Posts Tagged Dutton
STEELE PICKS: 10 BEST NONFICTION BOOKS of 2014
Posted by Amy Steele in Books on December 19, 2014
1. The Art of Asking by Amanda Palmer [Grand Central Publishing]
–As a feminist and a Boston-based music journalist, I love everything about this memoir. It’s absolutely engrossing. I liked Boston’s The Dresden Dolls and always appreciated Amanda Palmer for her outspoken nature, her feminism and musicianship. Now I truly admire Amanda Palmer and feel we’d be friends if we ever met. I’m wondering if we were ever at a party at the same time at Castle von Buhler—my artist friend Cynthia von Buhler’s former Boston home. The Art of Asking illustrates the importance of making lasting connections through art, love and creativity.
2. My Salinger Year by Joanna Rakoff [Knopf]
–Everything about this memoir appeals to me from the font to the cover to the 90s setting to the tone. It begins in winter with sections by season, then chapters with titles such as “Three Days of Snow,” “The Obscure Bookcase,” “Sentimental Education” and “Three Days of Rain.” Memoir as literary recollections. It’s lovely and immensely engrossing because we’ve all experienced periods of doubt, periods of reflection, periods of development, our twenties or the 90s (for some of us, our twenties and the nineties were all of that).
3. Working Stiff by Judy Melinek [Scribner]
–a medical examiner’s residency in New York. detailed, gory and completing engrossing.
4. Cured by Nathalia Holt [Dutton]
–Berlin patients. painstakingly researched and explained.
interview with Nathalia Holt
5. Unspeakable Things by Laurie Penny [Bloomsbury USA]

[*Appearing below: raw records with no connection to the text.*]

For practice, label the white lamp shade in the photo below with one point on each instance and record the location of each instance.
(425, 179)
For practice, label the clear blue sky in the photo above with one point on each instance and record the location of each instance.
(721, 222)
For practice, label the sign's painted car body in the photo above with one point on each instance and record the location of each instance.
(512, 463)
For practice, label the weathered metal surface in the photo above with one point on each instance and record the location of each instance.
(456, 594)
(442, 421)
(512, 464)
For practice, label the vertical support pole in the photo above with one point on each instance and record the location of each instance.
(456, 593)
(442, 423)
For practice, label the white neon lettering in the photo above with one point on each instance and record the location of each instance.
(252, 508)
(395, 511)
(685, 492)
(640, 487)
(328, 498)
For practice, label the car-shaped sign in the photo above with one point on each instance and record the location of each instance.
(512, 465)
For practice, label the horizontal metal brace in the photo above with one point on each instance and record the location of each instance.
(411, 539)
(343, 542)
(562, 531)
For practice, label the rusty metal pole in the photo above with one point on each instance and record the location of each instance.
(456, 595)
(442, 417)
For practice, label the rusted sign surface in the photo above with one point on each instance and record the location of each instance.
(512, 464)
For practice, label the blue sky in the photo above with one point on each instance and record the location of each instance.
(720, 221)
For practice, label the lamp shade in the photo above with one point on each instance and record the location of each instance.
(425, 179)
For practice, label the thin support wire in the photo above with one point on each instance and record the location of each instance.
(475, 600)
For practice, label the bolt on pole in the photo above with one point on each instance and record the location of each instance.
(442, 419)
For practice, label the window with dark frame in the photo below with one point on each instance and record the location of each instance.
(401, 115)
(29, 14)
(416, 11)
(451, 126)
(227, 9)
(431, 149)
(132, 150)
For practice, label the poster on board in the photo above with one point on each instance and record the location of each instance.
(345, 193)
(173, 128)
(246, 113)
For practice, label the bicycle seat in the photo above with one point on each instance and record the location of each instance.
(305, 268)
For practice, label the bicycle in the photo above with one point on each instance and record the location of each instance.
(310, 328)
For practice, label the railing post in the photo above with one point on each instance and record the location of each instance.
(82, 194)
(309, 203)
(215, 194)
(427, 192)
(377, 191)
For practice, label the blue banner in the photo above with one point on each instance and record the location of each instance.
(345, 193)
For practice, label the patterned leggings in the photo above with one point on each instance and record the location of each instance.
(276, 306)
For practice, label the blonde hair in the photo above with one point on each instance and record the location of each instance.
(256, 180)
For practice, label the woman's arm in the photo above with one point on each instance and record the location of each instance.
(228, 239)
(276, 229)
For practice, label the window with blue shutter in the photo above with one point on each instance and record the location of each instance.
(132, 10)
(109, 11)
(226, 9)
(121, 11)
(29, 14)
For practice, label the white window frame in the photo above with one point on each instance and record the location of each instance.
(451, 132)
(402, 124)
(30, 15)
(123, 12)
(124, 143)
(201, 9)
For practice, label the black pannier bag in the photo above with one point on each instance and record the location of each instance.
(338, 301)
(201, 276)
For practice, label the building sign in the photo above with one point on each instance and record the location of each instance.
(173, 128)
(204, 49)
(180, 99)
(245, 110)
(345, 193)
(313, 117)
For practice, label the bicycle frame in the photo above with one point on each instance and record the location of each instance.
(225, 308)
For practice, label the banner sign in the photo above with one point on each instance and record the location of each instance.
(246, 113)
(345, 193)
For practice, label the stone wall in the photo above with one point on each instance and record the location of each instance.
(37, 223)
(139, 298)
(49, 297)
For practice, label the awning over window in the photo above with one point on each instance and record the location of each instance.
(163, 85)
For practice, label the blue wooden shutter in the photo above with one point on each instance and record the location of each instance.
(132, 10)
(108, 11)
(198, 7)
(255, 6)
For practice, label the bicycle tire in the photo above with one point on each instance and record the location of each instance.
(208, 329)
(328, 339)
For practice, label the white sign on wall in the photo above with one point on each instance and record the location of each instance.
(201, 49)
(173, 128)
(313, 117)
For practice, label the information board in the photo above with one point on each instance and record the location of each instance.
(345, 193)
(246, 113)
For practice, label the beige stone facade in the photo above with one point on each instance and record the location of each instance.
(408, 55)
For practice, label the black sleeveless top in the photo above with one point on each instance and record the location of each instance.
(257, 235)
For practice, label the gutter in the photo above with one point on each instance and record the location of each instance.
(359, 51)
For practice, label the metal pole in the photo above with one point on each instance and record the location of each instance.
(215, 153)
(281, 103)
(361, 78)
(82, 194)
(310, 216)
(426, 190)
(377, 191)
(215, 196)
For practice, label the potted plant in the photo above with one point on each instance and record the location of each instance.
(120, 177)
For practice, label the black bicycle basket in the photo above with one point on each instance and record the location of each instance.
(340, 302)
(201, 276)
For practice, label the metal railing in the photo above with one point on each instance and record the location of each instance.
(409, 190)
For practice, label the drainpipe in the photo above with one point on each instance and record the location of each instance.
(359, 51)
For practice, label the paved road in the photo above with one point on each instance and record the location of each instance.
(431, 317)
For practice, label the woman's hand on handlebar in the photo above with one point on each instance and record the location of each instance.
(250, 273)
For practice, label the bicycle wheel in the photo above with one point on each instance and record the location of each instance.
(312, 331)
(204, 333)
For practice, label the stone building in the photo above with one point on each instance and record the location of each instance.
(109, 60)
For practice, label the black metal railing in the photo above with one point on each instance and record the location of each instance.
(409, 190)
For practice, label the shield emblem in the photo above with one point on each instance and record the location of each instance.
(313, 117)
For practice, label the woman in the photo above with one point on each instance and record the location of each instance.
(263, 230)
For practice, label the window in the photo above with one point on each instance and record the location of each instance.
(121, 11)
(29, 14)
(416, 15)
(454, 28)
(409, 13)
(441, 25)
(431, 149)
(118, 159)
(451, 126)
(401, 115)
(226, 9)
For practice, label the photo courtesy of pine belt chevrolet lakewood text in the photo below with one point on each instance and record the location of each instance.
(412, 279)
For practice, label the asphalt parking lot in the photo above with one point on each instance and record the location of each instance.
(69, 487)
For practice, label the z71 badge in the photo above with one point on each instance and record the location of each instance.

6. Alice + Freda Forever by Alexis Coe [Pulp]
7. The Fall by Diogo Mainardi [Other Press]
–This is a love story. A moving, clever memoir about a father’s relationship with his son Tito, born with cerebral palsy. It’s clever because Mainardi writes in 424 steps like the steps that his son has progressively taken over the years as he grows stronger and more confident in his movement. A poet and journalist, Mainardi writes lyrically as well as in a scrupulously researched manner. It’s beautiful and fascinating.
8. Bad Feminist by Roxanne Gay [Harper]
9. Being Mortal by Atul Gawande [Metropolitan Books]
–so much respect for Dr. Atul Gawande and his ability delve into particular medical issues, like aging and death, that prove difficult to discuss. thoughtful text and interesting case studies.
10. Can We Talk About Something More Pleasant? by Roz Chast [Bloomsbury USA]
–amusing and sad: appropriate in describing the aging process.
“I wish that, at the end of life, when things were truly “done,” there was something to look forward to. Something more pleasure-oriented. Perhaps opium or heroin. So you became addicted. So what? All-you-can-eat ice cream parlors for the extremely aged. Big art picture books and music. Extreme palliative care, for when you’ve had it with everything else: the x-rays, the MRIs, the boring food and the pills that don’t do anything at all. Would that be so bad?”